None of them fulfilled the complete set of criteria for educational information, tracking functions or health information principles, as set out by international eczema management recommendations such as the Guidelines for the Management of Atopic Dermatitis in Singapore and the UK’s National Institute for Health and Care Excellence guidelines.
In this study, the NTU-led team assessed 98 apps for eczema management – 67 in English, 22 in Chinese, and 9 in Spanish. The researchers evaluated these apps using international eczema guidelines from Singapore, UK, US, Argentina and China to assess eczema educational information, eczema-specific tracking functions, and compliance with health information principles.

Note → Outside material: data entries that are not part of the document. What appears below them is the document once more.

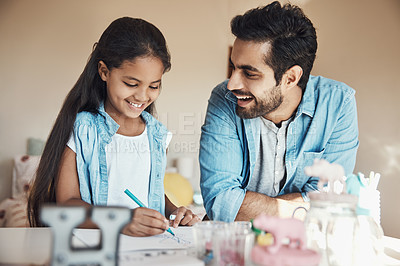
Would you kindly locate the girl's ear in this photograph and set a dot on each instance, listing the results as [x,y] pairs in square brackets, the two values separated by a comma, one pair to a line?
[103,70]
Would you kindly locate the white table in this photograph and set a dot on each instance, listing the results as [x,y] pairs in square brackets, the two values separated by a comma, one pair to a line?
[33,246]
[27,246]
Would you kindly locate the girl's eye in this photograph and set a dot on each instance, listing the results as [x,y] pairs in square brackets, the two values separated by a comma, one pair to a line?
[154,87]
[247,74]
[130,85]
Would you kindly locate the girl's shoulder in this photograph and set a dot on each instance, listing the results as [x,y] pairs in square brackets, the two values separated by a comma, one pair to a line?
[85,118]
[153,123]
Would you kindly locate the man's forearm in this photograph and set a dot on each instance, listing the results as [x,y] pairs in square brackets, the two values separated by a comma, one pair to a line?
[283,206]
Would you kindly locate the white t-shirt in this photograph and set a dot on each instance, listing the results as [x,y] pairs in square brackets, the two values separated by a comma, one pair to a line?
[128,167]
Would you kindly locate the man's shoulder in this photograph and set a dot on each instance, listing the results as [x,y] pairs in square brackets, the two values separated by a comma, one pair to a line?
[324,86]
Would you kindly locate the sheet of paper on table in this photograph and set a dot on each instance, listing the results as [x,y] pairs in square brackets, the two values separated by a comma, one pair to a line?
[183,239]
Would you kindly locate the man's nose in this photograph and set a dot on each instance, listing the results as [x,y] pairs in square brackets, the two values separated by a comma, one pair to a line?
[234,82]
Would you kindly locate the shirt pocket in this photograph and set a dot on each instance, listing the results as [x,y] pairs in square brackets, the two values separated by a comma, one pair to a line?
[310,156]
[307,160]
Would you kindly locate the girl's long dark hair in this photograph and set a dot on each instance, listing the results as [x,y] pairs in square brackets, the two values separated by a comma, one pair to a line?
[124,39]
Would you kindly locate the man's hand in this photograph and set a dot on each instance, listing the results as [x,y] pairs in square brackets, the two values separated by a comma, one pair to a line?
[282,206]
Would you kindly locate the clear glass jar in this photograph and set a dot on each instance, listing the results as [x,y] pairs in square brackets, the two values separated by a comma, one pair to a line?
[330,222]
[341,234]
[370,246]
[315,223]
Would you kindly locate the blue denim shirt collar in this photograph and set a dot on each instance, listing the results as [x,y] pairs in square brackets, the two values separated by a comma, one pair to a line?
[308,102]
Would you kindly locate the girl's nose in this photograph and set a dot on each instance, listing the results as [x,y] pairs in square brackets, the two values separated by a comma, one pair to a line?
[141,93]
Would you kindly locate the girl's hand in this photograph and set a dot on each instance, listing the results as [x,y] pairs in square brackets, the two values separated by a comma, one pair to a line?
[146,222]
[184,217]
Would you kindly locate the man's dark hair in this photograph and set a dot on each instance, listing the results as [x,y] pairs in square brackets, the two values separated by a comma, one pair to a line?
[291,34]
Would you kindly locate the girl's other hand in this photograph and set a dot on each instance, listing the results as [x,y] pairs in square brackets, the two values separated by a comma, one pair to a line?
[146,222]
[184,217]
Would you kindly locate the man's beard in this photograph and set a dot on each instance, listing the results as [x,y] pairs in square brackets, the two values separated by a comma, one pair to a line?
[272,99]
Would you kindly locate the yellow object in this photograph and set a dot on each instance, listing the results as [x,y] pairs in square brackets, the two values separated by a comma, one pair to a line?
[265,239]
[178,189]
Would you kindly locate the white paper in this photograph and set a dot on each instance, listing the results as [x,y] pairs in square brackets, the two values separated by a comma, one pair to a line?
[183,239]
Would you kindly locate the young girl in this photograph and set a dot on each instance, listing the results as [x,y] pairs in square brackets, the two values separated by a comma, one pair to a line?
[105,139]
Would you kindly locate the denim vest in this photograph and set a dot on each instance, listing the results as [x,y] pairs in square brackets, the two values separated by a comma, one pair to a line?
[324,126]
[92,132]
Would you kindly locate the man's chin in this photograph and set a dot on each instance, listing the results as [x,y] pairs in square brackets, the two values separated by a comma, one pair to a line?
[245,114]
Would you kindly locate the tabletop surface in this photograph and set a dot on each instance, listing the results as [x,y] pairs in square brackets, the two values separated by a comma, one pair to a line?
[33,246]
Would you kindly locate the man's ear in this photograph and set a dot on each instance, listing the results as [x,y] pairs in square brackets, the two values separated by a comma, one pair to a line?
[103,70]
[292,76]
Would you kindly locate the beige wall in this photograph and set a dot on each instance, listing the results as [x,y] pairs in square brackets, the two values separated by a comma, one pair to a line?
[44,46]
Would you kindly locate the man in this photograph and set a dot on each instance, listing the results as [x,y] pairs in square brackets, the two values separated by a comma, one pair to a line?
[271,119]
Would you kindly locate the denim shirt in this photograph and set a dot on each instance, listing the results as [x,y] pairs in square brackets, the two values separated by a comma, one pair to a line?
[324,126]
[92,132]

Of the apps assessed, 84 per cent provided educational information, 39 per cent tracking functions, and 13 per cent both. Among 38 apps with a tracking function, 82 per cent measured specific symptoms, disease severity or current skin condition and 89 per cent helped users to record medication usage including application of topical treatments. 34 per cent recorded environmental or dietary allergens.

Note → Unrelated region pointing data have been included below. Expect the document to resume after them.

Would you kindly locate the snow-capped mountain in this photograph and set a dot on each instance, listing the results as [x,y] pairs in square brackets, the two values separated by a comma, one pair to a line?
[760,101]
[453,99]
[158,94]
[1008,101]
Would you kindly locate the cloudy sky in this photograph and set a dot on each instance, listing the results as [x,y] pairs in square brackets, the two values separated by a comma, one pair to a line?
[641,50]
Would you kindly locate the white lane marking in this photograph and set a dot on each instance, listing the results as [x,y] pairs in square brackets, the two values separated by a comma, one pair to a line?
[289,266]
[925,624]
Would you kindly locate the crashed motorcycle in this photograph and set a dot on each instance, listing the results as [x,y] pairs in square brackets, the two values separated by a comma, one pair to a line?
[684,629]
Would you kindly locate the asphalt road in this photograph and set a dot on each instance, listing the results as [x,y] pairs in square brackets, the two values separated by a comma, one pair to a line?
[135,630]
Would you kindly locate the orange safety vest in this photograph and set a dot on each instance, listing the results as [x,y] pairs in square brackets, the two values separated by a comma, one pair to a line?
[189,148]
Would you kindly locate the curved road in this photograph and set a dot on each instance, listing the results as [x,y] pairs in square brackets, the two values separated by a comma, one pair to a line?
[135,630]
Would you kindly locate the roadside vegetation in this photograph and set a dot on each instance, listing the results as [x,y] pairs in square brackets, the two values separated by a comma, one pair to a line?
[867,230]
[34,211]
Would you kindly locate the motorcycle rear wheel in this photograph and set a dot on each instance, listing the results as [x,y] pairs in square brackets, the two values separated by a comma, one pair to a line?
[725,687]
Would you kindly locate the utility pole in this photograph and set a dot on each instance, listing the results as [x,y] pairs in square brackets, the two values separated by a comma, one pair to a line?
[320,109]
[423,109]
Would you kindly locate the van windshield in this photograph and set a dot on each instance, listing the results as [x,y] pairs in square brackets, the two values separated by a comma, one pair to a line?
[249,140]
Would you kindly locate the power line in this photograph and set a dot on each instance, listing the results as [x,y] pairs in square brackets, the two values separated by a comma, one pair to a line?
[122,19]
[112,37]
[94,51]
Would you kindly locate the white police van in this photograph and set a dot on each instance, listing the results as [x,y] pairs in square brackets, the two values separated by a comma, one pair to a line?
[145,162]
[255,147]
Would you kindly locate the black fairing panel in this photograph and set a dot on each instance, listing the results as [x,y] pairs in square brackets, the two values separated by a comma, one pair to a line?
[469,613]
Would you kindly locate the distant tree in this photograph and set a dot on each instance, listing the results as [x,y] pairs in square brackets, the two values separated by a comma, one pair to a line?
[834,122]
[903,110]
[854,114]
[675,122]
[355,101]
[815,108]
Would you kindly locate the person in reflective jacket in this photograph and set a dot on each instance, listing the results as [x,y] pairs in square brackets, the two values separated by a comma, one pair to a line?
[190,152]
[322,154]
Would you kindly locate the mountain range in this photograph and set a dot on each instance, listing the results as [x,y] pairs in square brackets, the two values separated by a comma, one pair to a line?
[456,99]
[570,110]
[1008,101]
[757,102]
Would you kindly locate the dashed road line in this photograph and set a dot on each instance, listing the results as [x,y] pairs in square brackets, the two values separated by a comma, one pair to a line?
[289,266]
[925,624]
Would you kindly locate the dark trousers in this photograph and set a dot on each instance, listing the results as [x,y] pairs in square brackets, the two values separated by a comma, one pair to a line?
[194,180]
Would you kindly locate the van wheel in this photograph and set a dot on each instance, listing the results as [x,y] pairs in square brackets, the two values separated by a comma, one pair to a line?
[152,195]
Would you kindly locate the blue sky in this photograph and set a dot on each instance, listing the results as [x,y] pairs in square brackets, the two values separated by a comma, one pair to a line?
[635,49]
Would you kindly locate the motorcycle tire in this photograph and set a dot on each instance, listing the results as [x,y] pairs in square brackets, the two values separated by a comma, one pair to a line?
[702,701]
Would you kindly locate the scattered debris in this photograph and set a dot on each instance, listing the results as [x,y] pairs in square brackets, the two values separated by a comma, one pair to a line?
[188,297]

In addition to the 34 per cent of apps providing information that was not in agreement with international guidelines, only 15 per cent provided information supported by international guidelines on pharmacological therapies and 16 per cent on non-pharmacological therapies. None of the included apps complied with all criteria for educational information, tracking functions or health information principles. 11 per cent of the apps failed to mention mainstay therapies such as the use of emollients and moisturisers.

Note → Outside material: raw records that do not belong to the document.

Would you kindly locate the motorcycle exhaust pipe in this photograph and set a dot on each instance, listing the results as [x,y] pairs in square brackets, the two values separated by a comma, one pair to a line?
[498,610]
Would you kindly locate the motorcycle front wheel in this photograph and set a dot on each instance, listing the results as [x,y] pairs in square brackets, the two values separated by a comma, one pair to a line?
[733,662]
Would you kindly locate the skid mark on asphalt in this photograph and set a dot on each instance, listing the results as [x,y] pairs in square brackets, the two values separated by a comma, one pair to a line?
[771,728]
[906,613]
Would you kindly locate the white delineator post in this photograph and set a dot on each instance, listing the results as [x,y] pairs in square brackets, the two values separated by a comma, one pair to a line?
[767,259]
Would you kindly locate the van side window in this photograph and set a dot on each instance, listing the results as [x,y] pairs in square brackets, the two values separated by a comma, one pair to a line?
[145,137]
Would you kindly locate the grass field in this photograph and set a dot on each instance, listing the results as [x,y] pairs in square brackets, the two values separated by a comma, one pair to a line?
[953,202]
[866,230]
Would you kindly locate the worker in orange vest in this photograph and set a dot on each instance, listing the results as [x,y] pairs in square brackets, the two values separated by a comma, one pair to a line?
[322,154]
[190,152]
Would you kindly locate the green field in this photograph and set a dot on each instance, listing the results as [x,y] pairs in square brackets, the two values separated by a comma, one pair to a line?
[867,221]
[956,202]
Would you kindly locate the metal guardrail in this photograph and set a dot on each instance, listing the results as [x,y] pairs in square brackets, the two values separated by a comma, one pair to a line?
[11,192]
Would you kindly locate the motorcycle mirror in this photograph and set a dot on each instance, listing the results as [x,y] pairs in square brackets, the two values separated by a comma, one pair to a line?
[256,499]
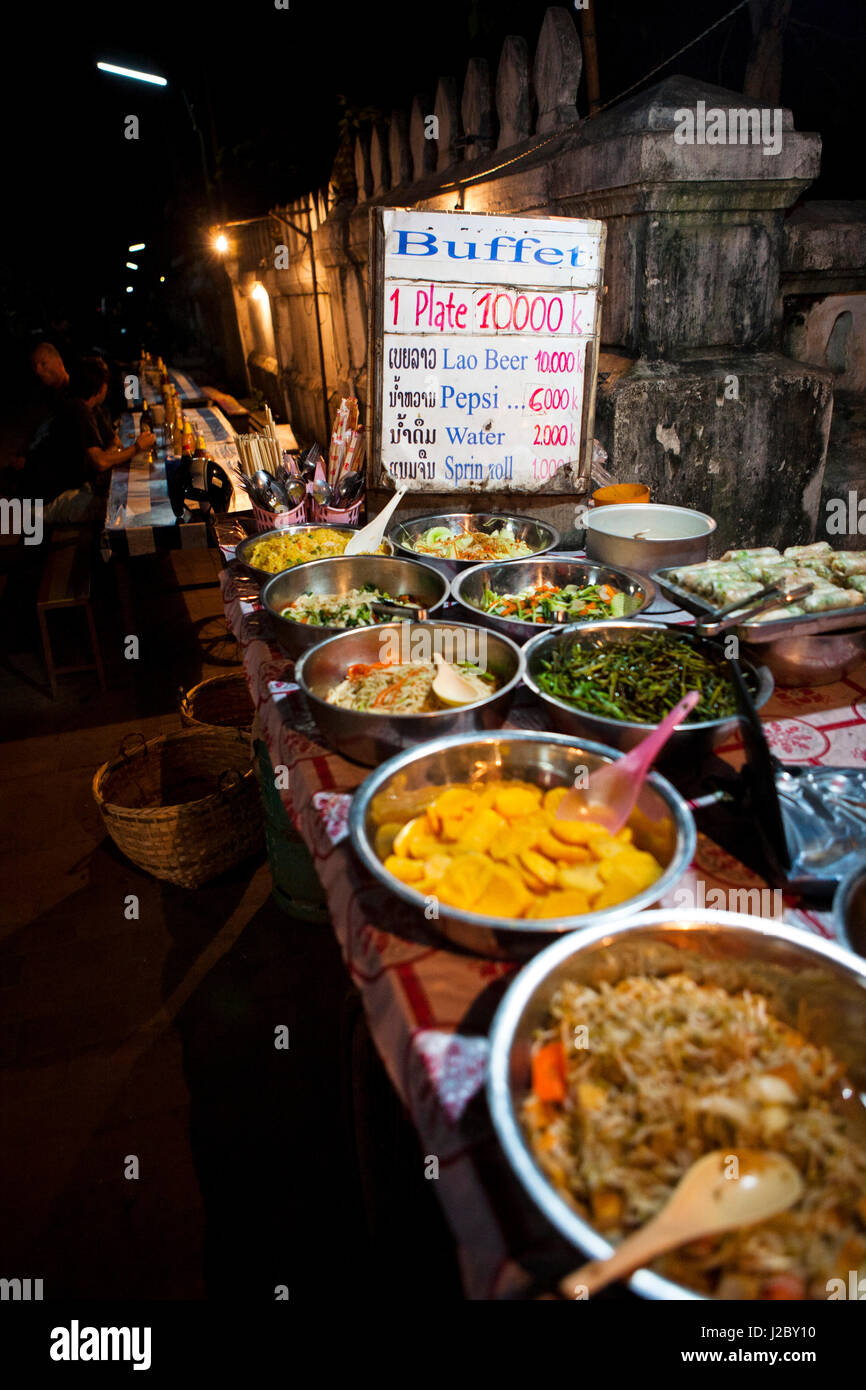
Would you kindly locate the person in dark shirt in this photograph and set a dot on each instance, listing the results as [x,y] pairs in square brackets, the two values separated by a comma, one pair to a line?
[89,448]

Assoc Prof Car, who is also Director of the Centre for Population Health Sciences at NTU, said, “Perhaps the most useful way to address this issue would be to publish a list of recommended apps to aid clinicians in suggesting the appropriate options for eczema patients and caregivers.”
The study was supported by NTU and the Skin Research Institute of Singapore, a tripartite partnership between the Agency for Science, Technology and Research, National Healthcare Group, and NTU.